Meskipun terkait, kedua kerangka kerja berbeda. Yang pertama sebagian besar berfokus pada mentransfer kekuasaan ke yang sebelumnya dijajah, sementara yang terakhir berkaitan dengan logika dan nilai -nilai yang merupakan warisan kolonisasi.
Setelah dekolonisasi tahun 1960 -an, kegagalan untuk mengatasi kolonialitas membuat banyak negara Afrika dibebani dengan elit, negara bagian, dan pengaturan pemerintahan yang menjunjung tinggi kerangka kerja dan pendekatan kolonial. Kenya sendiri adalah contohnya.
Pada tahun 1967, hampir empat tahun setelah kemerdekaan, Masinde Muliro, seorang politisi Kenya terkemuka, mengamati: “Hari ini kita memiliki pemerintahan orang kulit hitam, dan pemerintah orang kulit hitam itu mengelola peraturan yang persis sama, dengan ketat, seperti yang dulu dilakukan oleh pemerintahan kolonial.”
Demikian pula, organisasi bantuan yang hanya berfokus pada pemberdayaan aktor-aktor lokal dapat akhirnya memperkuat pembingkaian kembali nilai-nilai regresif, era kolonial sebagai tradisi Afrika yang otentik.
Dekolonisasi yang membingungkan untuk risiko dekolonialitas yang melegitimasi ideologi berbahaya dengan memungkinkan mereka menyamar sebagai pelestarian budaya. Mengenali akar historis dari tradisi yang seharusnya ini sangat penting, tidak hanya untuk agen kemanusiaan tetapi juga untuk masyarakat pada umumnya. Tanpa kesadaran ini, kami berisiko memungkinkan gerakan yang menggunakan tradisi sebagai senjata untuk menindas, bukan sebagai alat untuk menyembuhkan dan menyatukan.

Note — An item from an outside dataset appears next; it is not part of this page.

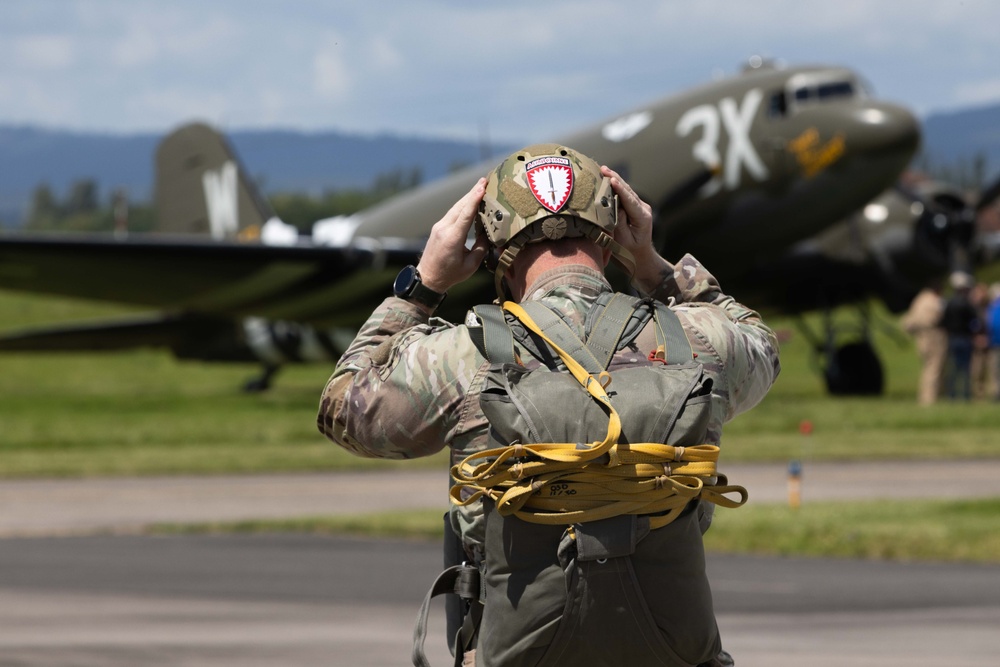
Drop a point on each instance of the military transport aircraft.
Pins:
(744, 172)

Pelajarannya jelas: untuk benar -benar bergerak maju, kita harus bersedia untuk terus -menerus merenungkan bagaimana warisan kolonial terus membentuk norma dan debat budaya dan sosial kontemporer. Hanya dengan begitu kita dapat membangun masa depan yang berakar pada pemahaman yang asli, beragam, dan inklusif tentang identitas Afrika.
Pandangan yang diungkapkan dalam artikel ini adalah milik penulis dan tidak selalu mencerminkan sikap editorial Al Jazeera.